Can you play piano concertos perfectly that you've only heard once in your life? No?

Anyone claiming there's no such thing as aptitude has been brainwashed by the political correctness propaganda train, and is making claims that have nothing to do with observables. I didn't and still don't think I need to give more elaborate examples to that effect.
 
  • #17
Asphodel said:
Can you play piano concertos perfectly that you've only heard once in your life? No?

Anyone claiming there's no such thing as aptitude has been brainwashed by the political correctness propaganda train, and is making claims that have nothing to do with observables. I didn't and still don't think I need to give more elaborate examples to that effect.

I used to think that aptitude was a serious factor in becoming great at something, until I saw overwhelming evidence to the contrary. There is no political correctness about it. Read the peer reviewed studies.
 
  • #18
I believe it was Cicero who said, "constant practice devoted to one subject often outdoes both intelligence and skill."
 
  • #19
maze said:
I used to think that aptitude was a serious factor in becoming great at something, until I saw overwhelming evidence to the contrary. There is no political correctness about it. Read the peer reviewed studies.

Right... Link, please...

Asphodel said:
Anyone claiming there's no such thing as aptitude has been brainwashed by the political correctness propaganda train, and is making claims that have nothing to do with observables. I didn't and still don't think I need to give more elaborate examples to that effect.

I agree.

The|M|onster said:
I believe it was Cicero who said, "constant practice devoted to one subject often outdoes both intelligence and skill."

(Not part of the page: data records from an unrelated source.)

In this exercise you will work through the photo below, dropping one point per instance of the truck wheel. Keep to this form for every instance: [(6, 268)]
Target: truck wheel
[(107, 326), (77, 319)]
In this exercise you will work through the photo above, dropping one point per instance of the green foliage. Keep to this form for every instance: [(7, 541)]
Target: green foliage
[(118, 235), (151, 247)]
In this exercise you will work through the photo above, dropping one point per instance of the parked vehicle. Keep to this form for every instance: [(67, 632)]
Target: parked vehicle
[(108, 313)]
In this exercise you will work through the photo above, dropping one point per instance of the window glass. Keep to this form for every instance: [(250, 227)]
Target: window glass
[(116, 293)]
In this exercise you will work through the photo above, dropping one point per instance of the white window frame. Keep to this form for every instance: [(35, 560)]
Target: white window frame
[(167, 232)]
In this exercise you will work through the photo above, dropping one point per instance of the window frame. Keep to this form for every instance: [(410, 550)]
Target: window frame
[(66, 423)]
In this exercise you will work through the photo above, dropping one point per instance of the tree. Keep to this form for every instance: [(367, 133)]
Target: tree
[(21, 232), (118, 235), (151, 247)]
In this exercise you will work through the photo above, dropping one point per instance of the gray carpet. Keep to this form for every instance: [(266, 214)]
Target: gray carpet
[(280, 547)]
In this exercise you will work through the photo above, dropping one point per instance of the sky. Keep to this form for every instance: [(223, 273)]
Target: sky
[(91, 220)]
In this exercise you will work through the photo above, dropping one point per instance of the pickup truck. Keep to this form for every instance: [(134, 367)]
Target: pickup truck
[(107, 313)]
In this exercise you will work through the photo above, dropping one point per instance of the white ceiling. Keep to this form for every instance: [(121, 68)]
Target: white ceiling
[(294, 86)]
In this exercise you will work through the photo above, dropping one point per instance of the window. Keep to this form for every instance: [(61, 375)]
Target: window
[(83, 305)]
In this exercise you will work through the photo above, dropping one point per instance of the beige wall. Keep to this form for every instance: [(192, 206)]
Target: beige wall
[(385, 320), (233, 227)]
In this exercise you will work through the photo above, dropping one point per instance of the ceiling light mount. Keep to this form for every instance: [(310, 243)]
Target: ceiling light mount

I also agree in general with this sentiment. However, this doesn't mean aptitude isn't a factor. Really, I don't see any purpose for this debate. Both natural aptitude and training are both factors in being good at something. But the only way to improve is to train. Some people may improve faster or to a greater extent than others. Oh well. All you can do is train as effectively as you can.
 
  • #20
Asphodel said:
Can you play piano concertos perfectly that you've only heard once in your life? No?

Anyone claiming there's no such thing as aptitude has been brainwashed by the political correctness propaganda train, and is making claims that have nothing to do with observables. I didn't and still don't think I need to give more elaborate examples to that effect.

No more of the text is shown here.